Riding a bike is associated with all kinds of benefits for young people—improved fitness, confidence, concentration and academic performance, and an increased sense of independence, to name a few. That’s why we’re working together with the with NYC Department of Education the NYC Department of Transportation to deliver our bike education programs to even more NYC youth by making bicycling part of the regular NYC school day. Last year we kicked things off by bringing this bike education pilot program to 13 Staten Island middle schools, where it was implemented as part of physical education classes. This fall, the program will expand to every middle school on Staten Island, as well as to 20 community schools across Brooklyn, Queens, Manhattan, and the Bronx.
“Our goal has always been to empower youth to lead healthy, productive lives, and transform communities through bicycling.”

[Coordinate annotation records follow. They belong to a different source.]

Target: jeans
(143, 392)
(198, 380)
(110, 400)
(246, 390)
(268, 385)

“We are so excited that the students on Staten Island have benefitted from this program this year, and we’re ready to expand our partnership with DOT and Bike New York to help 6,000 students learn how to ride bikes safely,” said Richard Carranza, NYC DOE Chancellor, who strapped on a helmet and rode with students at IS 72 in Staten Island last week in celebration of the program and its expansion.
Ken Podziba, our President and CEO, is thrilled to further Bike New York’s mission through this program. “Our goal has always been to empower youth to lead healthy, productive lives, and transform communities through bicycling,” he said. “This program does just that. We’re proud to partner with DOE and DOT as we work together to raise the next generation of bike riders in New York City.”
Bike New York worked closely with the NYC DOE, NYC DOT, and each individual school to provide curriculum, teacher-training and on-site support. “We’re exposing more students to cycling as a mode of transportation that is both healthy and fun,” said Polly Trottenberg, Commissioner of the New York City Department of Transportation.
“This is a huge opportunity to promote cycling and active transportation by reaching kids at an age where they are becoming more independent and more mobile.”
Throughout the course of six 45-minute bike sessions, students learned various skills, like, how to select and fit a bicycle and helmet, how to smoothly start and stop, how to shift gears, and use hand signals. Students who didn’t know how to ride a bicycle received additional support.
“This is a huge opportunity to promote cycling and active transportation by reaching kids at an age where they are becoming more independent and more mobile,” said Rich Conroy, Bike New York’s Director of Education. “It will expand cycling in New York City by teaching useful bike safety skills, thereby giving early teens the confidence that they know the basics of riding a bike and can use that to go places.”